A Gold Medal — and Immediate Backlash
French superstar Guillaume Cizeron, one of the most celebrated openly gay athletes in Olympic history, returned to the ice in Milano Cortina with a new partner, Laurence Fournier Beaudry. But instead of basking in adoring headlines, the pair is now skating through a storm of accusations that their victory wasn’t entirely earned.
Their free dance performance contained noticeable errors — especially during the infamously unforgiving twizzle sequences. Meanwhile, American duo Madison Chock and Evan Bates delivered what CNN Sports called a “nearly perfect” routine.
So how did Cizeron and Beaudry still win gold?
The final scores raised eyebrows worldwide:
- France: 225.82
- USA: 224.39
It wasn’t the margin — it was how they got there.
A French Judge Under Fire for Apparent Bias
Fans, analysts, and entire Reddit forums immediately clocked the outlier: the French judge gave Chock and Bates the lowest score of the entire panel — a whopping 5.20 points below the average of the other eight judges, per Forbes.

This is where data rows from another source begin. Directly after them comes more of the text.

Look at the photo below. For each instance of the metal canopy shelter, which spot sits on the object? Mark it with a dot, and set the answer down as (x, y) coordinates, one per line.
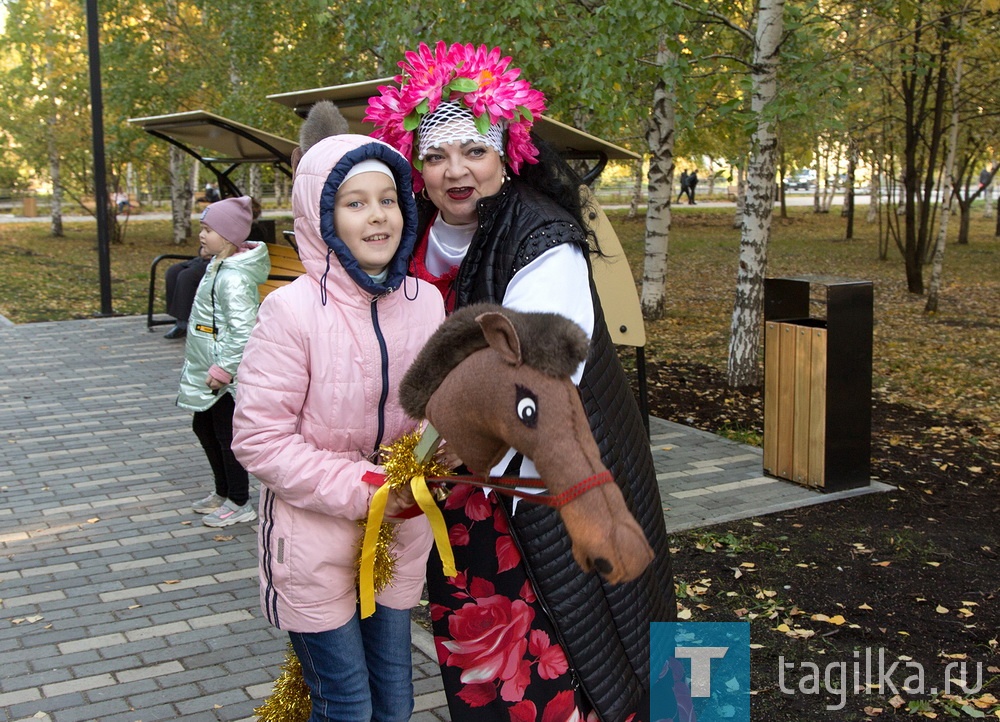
(230, 144)
(612, 273)
(352, 99)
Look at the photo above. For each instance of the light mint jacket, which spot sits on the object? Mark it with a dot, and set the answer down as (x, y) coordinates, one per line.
(226, 301)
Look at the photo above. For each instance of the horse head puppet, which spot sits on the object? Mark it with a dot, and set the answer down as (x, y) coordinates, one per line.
(491, 379)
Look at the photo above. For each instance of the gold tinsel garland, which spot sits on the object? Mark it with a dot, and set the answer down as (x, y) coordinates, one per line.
(290, 701)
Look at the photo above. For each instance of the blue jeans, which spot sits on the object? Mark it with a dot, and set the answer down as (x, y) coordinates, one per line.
(361, 671)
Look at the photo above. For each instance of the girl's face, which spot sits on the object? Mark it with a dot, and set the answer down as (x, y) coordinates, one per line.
(211, 241)
(456, 177)
(368, 219)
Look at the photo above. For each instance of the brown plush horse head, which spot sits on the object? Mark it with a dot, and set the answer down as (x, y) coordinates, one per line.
(491, 379)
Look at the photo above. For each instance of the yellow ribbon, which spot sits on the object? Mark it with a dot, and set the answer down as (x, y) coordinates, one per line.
(366, 576)
(376, 512)
(426, 502)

This wasn’t a subtle dip. This was the kind of cliff-dive that screams, “I brought my passport and my bias.”
The International Skating Union, naturally, insists everything is fine.
“It is normal for there to be a range of scores,” an ISU spokesperson told NBC, adding they have “full confidence” in the scores.

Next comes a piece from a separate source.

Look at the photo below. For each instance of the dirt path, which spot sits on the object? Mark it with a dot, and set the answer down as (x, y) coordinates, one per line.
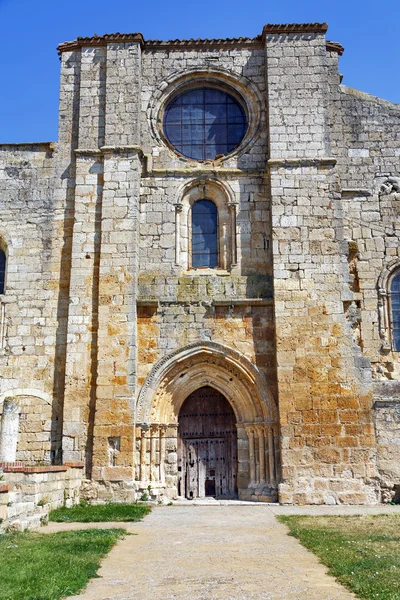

But the internet? Oh, she does not have full confidence in anything.
A Pair Already Surrounded by Drama
The controversy wasn’t born in a vacuum. Both skaters carry baggage:
- Cizeron’s former partner Gabriella Papadakis—with whom he won his 2022 gold—left the partnership and accused him of being “controlling, demanding, and critical.”

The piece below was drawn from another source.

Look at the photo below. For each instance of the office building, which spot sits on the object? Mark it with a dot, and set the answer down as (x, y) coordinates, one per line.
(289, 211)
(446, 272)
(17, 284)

- Beaudry’s former skating partner and current boyfriend, Nikolaj Sorensen, was suspended for six years after sexual assault allegations came to light. His suspension was later overturned pending review, but his presence in the Olympic arena supporting Beaudry didn’t go unnoticed.
The combination of scoring irregularities and personal scandals created the perfect pressure cooker. Fans didn’t just question the gold — they questioned the system.
The ISU Stands Firm — But the Public Isn’t Buying It
The ISU says this is business as usual and that scoring variations are anticipated and mitigated through existing mechanisms.
But when the winning team makes clear errors and still edges out a cleaner skate — especially in a sport long plagued by judging scandals — the assurances feel thinner than an ice blade.
And for Cizeron, who became the first ice dancer in history to win back-to-back Olympic golds, the achievement is now overshadowed by suspicion instead of celebration.